Se parece a tu trabajo, pero no es lo mismo, y la diferencia se nota cuando alguien hace algo que le sale bien y le paga, y aun así siente que nadie lo vio. Puede haber muchas razones para eso. Esta lectura propone una pregunta concreta: ¿por qué cosa te están reconociendo, y es la que vos querías que se viera?
Cómo lo usa el libro
Esto ya no es interpretación, es cómo está armado el capítulo: el del oficio no sale sólo del Medio Cielo. Sus tres fuentes principales, cuando hay hora de nacimiento, son el Medio Cielo, Marte y Saturno.
Interpretamos esas fuentes como tres preguntas encadenadas:
- El Medio Cielo — por qué querés que te vean.
- Marte — cómo empujás, qué hacés cuando algo se resiste.
- Saturno — dónde te frenás, y qué parte de eso es criterio y qué parte es miedo viejo.
Un capítulo sobre tu oficio que ignorara las últimas dos sería un horóscopo vocacional. Las tres juntas abren otra pregunta: por qué te cuesta lo que te cuesta, y por qué a otra persona haciendo lo mismo no le cuesta ahí. Abren la pregunta — no explican por sí solas tus dificultades laborales ni determinan qué profesión te conviene.
La hora de nacimiento
Acá hay un matiz que conviene decir, y es distinto al de los otros capítulos.

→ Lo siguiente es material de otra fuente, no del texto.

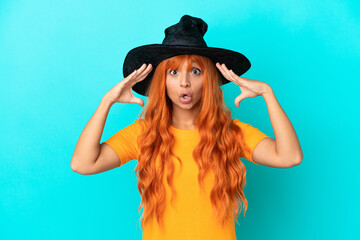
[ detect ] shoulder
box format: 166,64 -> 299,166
233,118 -> 250,129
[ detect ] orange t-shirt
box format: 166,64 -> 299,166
105,119 -> 268,240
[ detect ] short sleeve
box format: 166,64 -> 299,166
234,119 -> 269,165
104,119 -> 141,167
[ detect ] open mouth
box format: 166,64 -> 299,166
180,93 -> 191,103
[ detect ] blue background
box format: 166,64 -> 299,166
0,0 -> 360,240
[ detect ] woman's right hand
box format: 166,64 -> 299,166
103,63 -> 152,107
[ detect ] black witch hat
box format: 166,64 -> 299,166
123,15 -> 251,96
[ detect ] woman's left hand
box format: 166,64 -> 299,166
216,63 -> 270,107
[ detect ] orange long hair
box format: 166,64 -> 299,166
135,55 -> 250,227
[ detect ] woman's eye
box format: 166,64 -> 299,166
194,68 -> 201,74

El Medio Cielo necesita hora de nacimiento, igual que el Ascendente. Pero este capítulo no se cae sin ella: Marte y Saturno quedan en pie, así que se escribe a partir de esas dos fuentes y del contexto disponible, sin atribuirte un Medio Cielo que no conocemos.
Es la diferencia entre un capítulo que pierde una pata y uno que directamente no se puede escribir.
En el libro esto son varias páginas sobre cómo trabajás, no una lista de profesiones.